With modern instrumentation, we can provide needed
feedback specific to the physiology of respiration,
phonation, and resonance. Much of the evaluation
instrumentation described in Chapter 4 can be used as
effective feedback devices because they permit the
patient to view various ongoing, speaking-voicing events
as they are occurring. It is sometimes helpful to provide
the voice patient with information specific to what he or
she may be doing in respiration while producing voice.
The physiology of respiration can be studied by placing a
pair of magnetometers on the chest wall and another pair
on the abdomen; Hixon and his associates have studied
relative chest wall-abdominal movements during singing
(Watson & Hixon, 1985) and in dramatic performances
(Hixon, Watson, & Maher, 1987).
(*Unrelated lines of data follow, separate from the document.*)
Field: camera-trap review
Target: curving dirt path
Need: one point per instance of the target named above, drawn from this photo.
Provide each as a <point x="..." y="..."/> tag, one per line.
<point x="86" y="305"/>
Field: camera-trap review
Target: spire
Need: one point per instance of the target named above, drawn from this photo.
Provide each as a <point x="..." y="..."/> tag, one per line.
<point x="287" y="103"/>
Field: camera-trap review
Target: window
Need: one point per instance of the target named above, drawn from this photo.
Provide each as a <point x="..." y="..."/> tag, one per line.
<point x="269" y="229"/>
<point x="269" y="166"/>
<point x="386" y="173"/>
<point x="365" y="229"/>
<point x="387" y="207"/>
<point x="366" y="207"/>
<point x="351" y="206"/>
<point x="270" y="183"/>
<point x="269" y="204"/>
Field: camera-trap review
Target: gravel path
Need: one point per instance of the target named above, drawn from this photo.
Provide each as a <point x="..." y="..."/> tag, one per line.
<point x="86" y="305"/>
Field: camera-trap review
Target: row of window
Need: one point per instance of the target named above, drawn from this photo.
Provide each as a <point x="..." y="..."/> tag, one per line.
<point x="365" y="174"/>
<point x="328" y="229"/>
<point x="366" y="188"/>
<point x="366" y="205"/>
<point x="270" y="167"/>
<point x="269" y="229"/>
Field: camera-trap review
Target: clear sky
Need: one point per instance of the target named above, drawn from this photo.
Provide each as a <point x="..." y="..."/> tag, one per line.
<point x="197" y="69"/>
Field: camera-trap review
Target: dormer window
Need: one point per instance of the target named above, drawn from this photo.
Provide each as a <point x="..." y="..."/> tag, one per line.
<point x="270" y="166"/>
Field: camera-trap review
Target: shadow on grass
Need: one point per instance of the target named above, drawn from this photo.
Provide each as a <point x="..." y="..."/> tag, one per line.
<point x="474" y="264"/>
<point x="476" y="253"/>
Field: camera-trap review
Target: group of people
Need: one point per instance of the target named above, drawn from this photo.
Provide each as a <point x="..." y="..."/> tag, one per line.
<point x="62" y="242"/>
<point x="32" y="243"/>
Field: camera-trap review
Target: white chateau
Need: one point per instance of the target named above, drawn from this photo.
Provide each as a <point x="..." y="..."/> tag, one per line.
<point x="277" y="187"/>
This use of
magnetometers can provide valuable feedback to the
patient attempting to develop more optimal breathing
patterns.
Nasoendoscopy, as described in Chapter 4, permits
direct observation of the actual physiology of various
oral, pharyngeal, and laryngeal events while phonating.
Supraglottal participation in vocal quality and resonance
can be directly observed; the patient can watch himself
or herself using various therapy techniques that produce
changes in voice. Patients who have marginal
velopharyngeal (VP) closure can watch the closure of the
VP mechanism on a television monitor and use the
experience as direct feedback in therapy (Shelton,
Paesani, McClelland, & Bradfield, 1975). For patients
with problems of nasal resonance, the Kay Nasometer is a
useful feedback device that provides an ongoing ratio of
the relative oral-nasal resonance in the patients
voice. By applying a particular therapeutic technique or
attempting to match a particular resonance model, the
patient and the clinician can get immediate feedback on
the patients production.
Feedback specific to voice frequency and quality can
be provided by many electronic instruments, some of which
we present later, when we describe some of the procedures
using feedback. As the patient is presented various
target vocal behaviors to produce or match,
instrumentation can provide real-time or delayed feedback
specific to the correctness of the response. If the
patient is off target in production, he or she can alter
the vocalization to more closely match the target model.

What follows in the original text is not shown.